Le bâtiment du C-47 possède des collections d’uniformes impressionnantes de qualité et de rareté (dont ne nombreux effets de généraux célèbres), montées sur des mannequins réalistes. Le troisième bâtiment du musée, dit « Neptune », fait la part belle à l’immersion du visiteur dans l’ambiance du D-Day grâce à des effets sonores, des dioramas et, désormais, l’HistoPad, un nouveau support de visite, en fait une tablette numérique, que j’ai testé en avril 2019.

La visite de ce musée, déjà fort réussi, devient vraiment ludique et pédagogique grâce aux nouvelles technologies du numérique, notamment de la 3D et de la Réalité Augmentée. On peut ainsi entrer dans le cockpit du planeur, connaitre la signification des différentes couleurs de voilure de parachute ou comprendre comment fonctionne la radio clandestine, ou encore entrer dans le C-47 « Argonia » ou encore fouiller l’intérieur d’un bureau de campagne. J’ai particulièrement apprécié la manière de baliser une zone de saut par les Pathfinders (éclaireurs) : les détails donnés par l’Histopad apparaissent lorsqu’on se place devant le mannequin de Pathfinders et son équipement. Il en va ainsi de nombreux éléments du musée : vous êtes devant un canon de 57, une jeep, une ambulance, un canon de 2 cm allemand ? Vous aurez toutes les infos ! Lorsqu’on pénètre dans le planeur Waco avec son Histopad, tous les détails du cockpit ainsi que la reconstitution virtuelle 360° d’un site d’atterrissage de planeurs, le visiteur pouvant découvrir l’évolution des lieux entre 1944 et 2018.

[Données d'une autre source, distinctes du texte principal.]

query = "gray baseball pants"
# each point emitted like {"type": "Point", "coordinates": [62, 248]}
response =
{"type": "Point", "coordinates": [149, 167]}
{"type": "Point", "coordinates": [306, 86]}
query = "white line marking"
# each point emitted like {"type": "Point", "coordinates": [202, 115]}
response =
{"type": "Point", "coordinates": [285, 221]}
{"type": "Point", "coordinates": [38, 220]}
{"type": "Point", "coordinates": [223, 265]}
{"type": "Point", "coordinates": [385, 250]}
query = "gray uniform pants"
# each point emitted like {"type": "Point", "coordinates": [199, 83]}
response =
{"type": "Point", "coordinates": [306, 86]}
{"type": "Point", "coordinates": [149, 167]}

Le « clou » de l’HistoPad à mes yeux: après être sorti de la carlingue d’un C-47 Skytrain avec ses parachutistes dûment équipé (et avec un bruitage « d’ambiance »), le visiteur se trouve sur une passerelle, au-dessus d’une maquette du secteur de Sainte-Mère-Eglise. On découvre alors une image reconstituée de la ville laquelle sont indiqués les noms de véritables parachutistes et le visiteur visualise alors leur saut opérationnel comme s’ils étaient à la place du parachutiste sélectionné! Très réussi! Des expériences interactives variées permettront, de plus, de découvrir le rôle clé des troupes aéroportées dans le succès du Débarquement Allié : prendre part au briefing des paras des 82e et 101e Airborne la veille du 6 juin 1944, s’équiper comme un para avant d’embarquer pour le saut, etc. De quoi ravir les plus jeunes…

Il est évident qu’il va attirer un public beaucoup plus large: il est essentiel d’accorder de l’importance aux nouvelles technologies (pensons aussi aux reconstitutions 3D visibles dans le musée d’Arromanches).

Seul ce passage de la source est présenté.